IMF predicts Saudi Arabia will become bankrupt shortly

Given spending sprees and persistently low oil prices, the IMF argues that Saudi Arabia is heading for bankruptcy by 2020

 
Saudi Arabia at night. The IMF has big concerns about the future of the Kingdom's economy, and predicts it will become bankrupt in five years time
Saudi Arabia at night. The IMF has big concerns about the future of the Kingdom's economy, and predicts it will become bankrupt in five years time 
Author: Elizabeth Matsangou
October 27, 2015

A new report published in October by the IMF predicts that within five years, Saudi Arabia will have used all of its cash reserves, and so will become bankrupt. The annual Regional Economic Outlook takes an in depth look of the economic vitality of MENAP countries, including the Kingdom. In this latest edition, the IMF explains that during the ongoing period of low oil prices, exporting countries, including Saudi Arabia, are not “saving enough of their hydrocarbon wealth for intergenerational purposes”.

[T]he study does not allude to the measures that are currently being taken by the government to diversify the economy

According to the analysis, Saudi Arabia is due to experience a budget deficit of 21.6 percent this year, and a further 19.4 percent reduction in overall fiscal balance during 2016. Moreover, foreign reserves held by the Saudi Arabian central bank (Sama), have declined by around $73bn since the onset of the oil price slump last year.

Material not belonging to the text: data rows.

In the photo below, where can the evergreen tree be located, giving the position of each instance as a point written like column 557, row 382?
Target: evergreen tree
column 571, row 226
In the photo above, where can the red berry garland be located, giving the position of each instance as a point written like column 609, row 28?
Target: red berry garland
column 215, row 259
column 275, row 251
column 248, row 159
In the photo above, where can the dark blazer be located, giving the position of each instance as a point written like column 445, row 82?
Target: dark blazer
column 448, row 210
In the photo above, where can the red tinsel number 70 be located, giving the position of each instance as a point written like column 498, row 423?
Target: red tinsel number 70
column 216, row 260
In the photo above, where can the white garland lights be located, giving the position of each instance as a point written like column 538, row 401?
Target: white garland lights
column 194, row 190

Losses are attributed to the ongoing conflict in Yemen, which has led Saudi Arabia to take the number three spot in terms of global military spending. This year has also seen the government’s spending spree in terms of infrastructure development, as well as $32bn to celebrate the coronation of the new king, Salman Bin Abdulaziz Al Saud. However, it is important to note that a large majority of the reduction in foreign reserves is actually a result of huge withdrawals from Sama, which many believe is part of a strategy to reinvest capital in less risky products and ventures.

Of course, statistics give little room for debate; mounting government deficit coupled with a startling reduction in foreign reserves indicates a tumultuous time ahead for the Saudi Arabian economy. That being said, the study does not allude to the measures that are currently being taken by the government to diversify the economy. At present, 90 percent of it is reliant on oil exports, yet there are other promising industries that are beginning to emerge, such as real estate development, healthcare and plastic manufacturing. Furthermore, the government’s decision to open up its stock market to the international community earlier this year is another indication of a new approach that is now being taken by the Saudi regime.

The continued slump in oil prices is also unlikely to persist, at least, not at its current levels, meaning that it is not all doom and gloom ahead for Saudi Arabia, as the IMF’s recent report maintains.